E Renzi ha ragione anche quando invoca la creazione di una forza di intelligence antiterrorista europea. Fa quasi rabbia pensare che è ancora non esiste. Cosa aspettiamo? E Renzi, si limiterà a declamazioni o le tradurrà in proposte rapide, serie, precise? E la NATO? Se non coordina e guida l’azione antiterrorista con la partecipazione americana ed europea e la collaborazione della Russia, con la quale ha fin troppi accordi di consultazione e di dialogo, che credibilità potrà mantenere per i Paesi mediterranei dell’Alleanza?

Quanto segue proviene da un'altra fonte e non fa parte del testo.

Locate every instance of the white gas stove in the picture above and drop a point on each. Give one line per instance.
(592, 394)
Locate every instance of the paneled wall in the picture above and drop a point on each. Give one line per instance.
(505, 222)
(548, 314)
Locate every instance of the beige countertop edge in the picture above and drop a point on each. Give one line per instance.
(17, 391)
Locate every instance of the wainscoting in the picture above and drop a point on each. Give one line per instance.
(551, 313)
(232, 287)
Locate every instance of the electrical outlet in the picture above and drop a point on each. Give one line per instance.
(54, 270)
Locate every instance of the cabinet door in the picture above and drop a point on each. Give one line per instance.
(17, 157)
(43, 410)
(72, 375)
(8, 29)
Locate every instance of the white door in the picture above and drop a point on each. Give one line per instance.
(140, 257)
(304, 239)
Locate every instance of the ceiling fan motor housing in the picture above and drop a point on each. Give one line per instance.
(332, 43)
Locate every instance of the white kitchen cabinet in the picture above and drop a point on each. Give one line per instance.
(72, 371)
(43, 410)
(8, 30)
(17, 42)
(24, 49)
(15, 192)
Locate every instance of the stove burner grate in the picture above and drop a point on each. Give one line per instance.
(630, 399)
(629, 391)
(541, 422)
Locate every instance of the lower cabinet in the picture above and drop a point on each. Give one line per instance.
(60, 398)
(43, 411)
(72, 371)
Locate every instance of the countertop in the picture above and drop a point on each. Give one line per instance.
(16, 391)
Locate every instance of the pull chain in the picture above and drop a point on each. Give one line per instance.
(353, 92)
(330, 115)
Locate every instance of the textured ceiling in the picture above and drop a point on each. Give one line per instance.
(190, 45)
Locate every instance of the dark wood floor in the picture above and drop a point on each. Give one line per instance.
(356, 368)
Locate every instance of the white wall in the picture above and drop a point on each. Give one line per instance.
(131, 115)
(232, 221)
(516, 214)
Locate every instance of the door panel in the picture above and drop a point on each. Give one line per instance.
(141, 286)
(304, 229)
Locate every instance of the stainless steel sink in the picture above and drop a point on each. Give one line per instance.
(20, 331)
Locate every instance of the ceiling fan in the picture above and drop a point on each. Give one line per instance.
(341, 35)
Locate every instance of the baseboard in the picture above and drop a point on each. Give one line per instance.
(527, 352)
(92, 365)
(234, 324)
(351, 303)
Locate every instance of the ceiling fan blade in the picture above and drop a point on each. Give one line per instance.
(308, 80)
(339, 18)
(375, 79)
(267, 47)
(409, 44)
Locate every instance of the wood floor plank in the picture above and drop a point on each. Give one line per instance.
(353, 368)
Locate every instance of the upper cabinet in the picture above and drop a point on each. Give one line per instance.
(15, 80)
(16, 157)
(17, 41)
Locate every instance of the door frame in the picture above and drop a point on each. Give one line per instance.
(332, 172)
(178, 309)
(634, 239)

Poi avrà anche ragione il nostro Presidente del Consiglio, quando sostiene che ad ogni soldo speso per la sicurezza ne va speso uno  per l’educazione e la cultura o, come ora ha precisato, per un’ingente opera di bonifica e riqualificazione delle periferie urbane. Prima o poi si dovrà farlo, ma intanto la priorità è prevenire e combattere il Male con tutta la forza dello Stato. Non è il tempo degli sciacalli, ma neppure delle colombe. È il tempo di un popolo europeo e occidentale, orgoglioso delle sue radici e della sua civiltà, capace di guardare in faccia i suoi nemici e di abbatterli.